JM CoetzeeIn the latest installment of Imraan Coovadia and Ian Glenn’s public debate over South Africa’s literary shadow, JM Coetzee, Glenn responds to Coovadia’s response to Glenn’s response to Coovadia’s essay on Coetzee and recent review of JM Coetzee: A Life in Writing.


The original point of contention between these two University of Cape Town academics was an essay that Coovadia wrote for Kritika Kultura on Coetzee’s relocation from Cape Town to Adelaide, which was reprinted in his book, Transformations. Glenn wrote a response to this on LitNet, titled “Coovadia, Coetzee and the literary field of post-apartheid South Africa”, in which he also mentions Coovadia’s scathing review of JC Kannemeyer’s biography of Coetzee, which had appeared in the Mail & Guardian a few weeks earlier. Glenn disputed points Coovadia had made in both the essay and review.
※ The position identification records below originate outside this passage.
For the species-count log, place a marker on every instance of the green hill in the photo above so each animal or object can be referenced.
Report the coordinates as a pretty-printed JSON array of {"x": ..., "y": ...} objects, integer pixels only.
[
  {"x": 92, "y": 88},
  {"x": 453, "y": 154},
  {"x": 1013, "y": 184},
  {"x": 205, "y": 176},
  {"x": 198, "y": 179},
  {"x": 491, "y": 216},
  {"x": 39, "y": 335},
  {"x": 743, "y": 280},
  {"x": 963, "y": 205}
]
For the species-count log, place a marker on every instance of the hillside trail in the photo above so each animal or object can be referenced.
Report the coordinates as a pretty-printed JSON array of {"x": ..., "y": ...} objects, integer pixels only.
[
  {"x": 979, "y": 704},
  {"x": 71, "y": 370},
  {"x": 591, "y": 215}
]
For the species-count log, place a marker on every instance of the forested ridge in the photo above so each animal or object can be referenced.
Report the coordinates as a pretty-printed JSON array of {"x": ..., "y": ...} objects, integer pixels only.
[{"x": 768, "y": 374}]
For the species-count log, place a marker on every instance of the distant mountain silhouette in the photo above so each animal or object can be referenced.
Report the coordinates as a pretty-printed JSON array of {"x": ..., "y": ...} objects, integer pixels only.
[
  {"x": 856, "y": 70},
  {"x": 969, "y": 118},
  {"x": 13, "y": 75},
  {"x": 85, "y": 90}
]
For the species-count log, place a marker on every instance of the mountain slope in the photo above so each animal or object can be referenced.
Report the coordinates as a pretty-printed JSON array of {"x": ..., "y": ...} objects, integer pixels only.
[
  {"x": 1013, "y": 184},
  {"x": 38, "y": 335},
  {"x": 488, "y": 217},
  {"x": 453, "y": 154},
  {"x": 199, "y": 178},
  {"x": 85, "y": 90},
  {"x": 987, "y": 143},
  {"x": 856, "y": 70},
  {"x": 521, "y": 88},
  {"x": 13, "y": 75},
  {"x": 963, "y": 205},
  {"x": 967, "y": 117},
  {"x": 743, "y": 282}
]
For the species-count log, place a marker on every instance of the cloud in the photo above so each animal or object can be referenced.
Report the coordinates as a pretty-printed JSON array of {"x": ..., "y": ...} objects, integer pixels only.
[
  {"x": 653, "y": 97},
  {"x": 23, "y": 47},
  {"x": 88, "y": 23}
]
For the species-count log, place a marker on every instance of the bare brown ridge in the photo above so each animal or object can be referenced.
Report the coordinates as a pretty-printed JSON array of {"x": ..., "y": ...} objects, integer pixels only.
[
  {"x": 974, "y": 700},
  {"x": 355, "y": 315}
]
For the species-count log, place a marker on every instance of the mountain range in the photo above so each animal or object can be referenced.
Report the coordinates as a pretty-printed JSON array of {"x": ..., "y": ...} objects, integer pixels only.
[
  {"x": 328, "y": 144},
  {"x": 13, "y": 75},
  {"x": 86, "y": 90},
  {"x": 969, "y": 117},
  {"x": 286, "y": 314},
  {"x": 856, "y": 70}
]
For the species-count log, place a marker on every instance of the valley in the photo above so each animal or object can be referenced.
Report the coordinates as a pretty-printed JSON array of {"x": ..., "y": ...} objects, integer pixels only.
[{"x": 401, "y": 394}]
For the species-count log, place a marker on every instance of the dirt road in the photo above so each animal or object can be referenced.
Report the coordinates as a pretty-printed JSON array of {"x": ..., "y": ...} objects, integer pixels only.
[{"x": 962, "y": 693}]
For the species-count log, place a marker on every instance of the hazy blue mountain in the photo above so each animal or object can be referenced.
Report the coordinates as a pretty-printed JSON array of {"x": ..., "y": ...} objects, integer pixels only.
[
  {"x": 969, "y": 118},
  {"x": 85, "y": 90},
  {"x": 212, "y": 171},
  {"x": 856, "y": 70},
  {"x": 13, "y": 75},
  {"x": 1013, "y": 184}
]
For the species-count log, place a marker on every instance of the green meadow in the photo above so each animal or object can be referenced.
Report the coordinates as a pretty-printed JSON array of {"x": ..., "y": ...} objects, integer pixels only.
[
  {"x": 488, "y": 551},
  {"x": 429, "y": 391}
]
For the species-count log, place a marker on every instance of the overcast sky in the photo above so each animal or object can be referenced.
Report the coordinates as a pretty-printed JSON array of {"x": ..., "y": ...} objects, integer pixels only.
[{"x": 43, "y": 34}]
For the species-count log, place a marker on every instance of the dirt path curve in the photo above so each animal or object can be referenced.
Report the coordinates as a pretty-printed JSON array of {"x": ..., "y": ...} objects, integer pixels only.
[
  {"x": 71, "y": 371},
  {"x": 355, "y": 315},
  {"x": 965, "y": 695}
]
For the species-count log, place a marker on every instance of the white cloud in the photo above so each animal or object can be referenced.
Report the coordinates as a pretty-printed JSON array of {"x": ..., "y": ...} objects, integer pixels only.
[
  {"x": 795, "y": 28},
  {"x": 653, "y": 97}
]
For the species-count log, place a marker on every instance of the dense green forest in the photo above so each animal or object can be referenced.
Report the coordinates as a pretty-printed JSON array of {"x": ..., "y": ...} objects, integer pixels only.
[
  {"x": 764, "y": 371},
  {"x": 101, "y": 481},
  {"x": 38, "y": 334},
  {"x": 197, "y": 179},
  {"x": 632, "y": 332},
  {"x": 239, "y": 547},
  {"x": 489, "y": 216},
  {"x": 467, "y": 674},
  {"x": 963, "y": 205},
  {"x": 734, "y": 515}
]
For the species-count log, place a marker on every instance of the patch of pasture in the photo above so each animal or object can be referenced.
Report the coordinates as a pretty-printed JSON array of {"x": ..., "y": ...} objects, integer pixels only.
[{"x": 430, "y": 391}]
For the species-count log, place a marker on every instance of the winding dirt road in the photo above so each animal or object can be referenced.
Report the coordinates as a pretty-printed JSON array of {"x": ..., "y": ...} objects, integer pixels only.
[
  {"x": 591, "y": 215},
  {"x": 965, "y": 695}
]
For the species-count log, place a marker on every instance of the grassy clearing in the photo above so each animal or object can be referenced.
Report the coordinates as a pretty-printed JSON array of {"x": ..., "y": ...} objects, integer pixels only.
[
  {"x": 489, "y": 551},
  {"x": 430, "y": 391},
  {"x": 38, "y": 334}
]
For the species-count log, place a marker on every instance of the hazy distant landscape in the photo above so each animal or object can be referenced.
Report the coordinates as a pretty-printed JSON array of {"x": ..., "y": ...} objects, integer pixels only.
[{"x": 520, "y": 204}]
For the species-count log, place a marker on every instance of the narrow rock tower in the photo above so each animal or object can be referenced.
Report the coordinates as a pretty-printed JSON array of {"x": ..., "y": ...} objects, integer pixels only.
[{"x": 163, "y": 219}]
A reply from Coovadia then appeared on Omar Badsha’s public Facebook page, saying that this exchange has come after “a long and unnecessary feud” between the two of them. The post caused a fairly heated flurry of comments in support of Coovadia and the piece was also then published on LitNet.

Glenn has since commented on the LitNet post with his reply to Coovadia. Starting with a quote from the movie Casablanca, Glenn ends his comment off with “He must be the tender one here as I barely think this public argument has reached feud status yet, though who knows, given time, it could, cue Casablanca, be the beginning of a beautiful feudship.”

Read Glenn’s latest response (in the comments section, following Coovadia’s piece):

Captain Renault: What in heaven’s name brought you to Casablanca?
Rick: My health. I came to Casablanca for the waters.
Captain Renault: The waters? What waters? We’re in the desert.
Rick: I was misinformed.

- Casablanca

In his response, Imraan Coovadia tries Rick’s line as a way of explaining his errors, but he is even more disingenuous. Coovadia originally attributed the Michael-Maxwell name change information to an ‘astute young critic’, unnamed, who now turns out be a misinformer. I think it is a sorry comment on his scholarly standards that he ran with a claim that, had it been reported in a tabloid, would have attracted scathing comments on journalistic incompetence. Any editor faced with a story like this from a reporter would have asked the obvious questions: what do you mean, he changed his name? Legally? When? What evidence do you have?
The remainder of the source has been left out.